The main rebel movement "needs to show that they have regard for the people of Liberia, that it is not indifferent to the great human suffering that is taking place here," Blaney said at the heavily guarded, high-walled U.S. Embassy.
Taylor claimed Saturday that as many as 1,000 people have died since rebels launched their third attempt in two months to take the capital. Aid workers place the week's toll at about 400.
New bombardments Sunday crashed into neighborhoods. One round landed on a tin-roofed shack near Old Bridge, killing four, according to aid workers. Another fell on a nearby house, killing two.
A shell that had fallen close by late Saturday killed an entire family -- eight adults, two children and the pet dog, aid workers said.
Government and rebel officials have traded blame for the bloody shelling. Witnesses claimed Sunday that some mortars fired by the government were landing short of their rebel target, killing residents on their own side.
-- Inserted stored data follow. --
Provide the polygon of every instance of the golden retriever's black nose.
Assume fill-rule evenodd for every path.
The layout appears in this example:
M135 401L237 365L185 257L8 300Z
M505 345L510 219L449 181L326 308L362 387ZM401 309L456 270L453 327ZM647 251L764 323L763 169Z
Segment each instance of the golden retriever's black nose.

Blaney urged the Liberians United for Reconciliation and Democracy movement to pull back to the Po River, six miles outside the capital.
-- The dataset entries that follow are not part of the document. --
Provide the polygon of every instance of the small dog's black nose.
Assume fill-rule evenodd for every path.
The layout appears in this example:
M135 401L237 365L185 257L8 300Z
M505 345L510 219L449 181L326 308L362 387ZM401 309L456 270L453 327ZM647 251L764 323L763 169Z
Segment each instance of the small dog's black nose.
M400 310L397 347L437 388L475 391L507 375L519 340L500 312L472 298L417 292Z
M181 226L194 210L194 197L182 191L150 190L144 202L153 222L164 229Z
The withdrawal would open up the port and camps outside the refugee-choked city for vitally needed food and aid. Blaney said Taylor had agreed to the proposal.
Sekou Conneh, the rebels' civilian chairman, said they would retreat only when peacekeepers were in place.
"We don't want to hand over the port to Charles Taylor," he said.
Insurgents of the smaller Movement for Democracy in Liberia have advanced to within 30 miles of Buchanan, Liberia's second-largest city and home to a key port.
Rebels now control at least 60 percent of Liberia, a country founded by freed by American slaves in the 19th century.
Under international pressure to intervene, President Bush has ordered U.S. ships to take up positions off Liberia, ready to support a yet-to-materialize West African-led peace force.
Bush has demanded that Taylor, indicted for war crimes in neighboring Sierra Leone, step down.
Taylor says he will do so, accepting an asylum offer in Nigeria, only when peacekeepers arrive.
U.S. Deputy Defense Secretary Paul Wolfowitz reiterated Sunday that the American forces "are going in when there is a cease-fire, when Charles Taylor is leaving, has left."
Wolfowitz told "Fox News Sunday" that the U.S. role is to assist the United Nations and West African countries "to stabilize the situation, to avert a humanitarian disaster.
Outside Rome, Pope John Paul II appealed Sunday for Liberia's warring sides to cease fire to allow in humanitarian aid.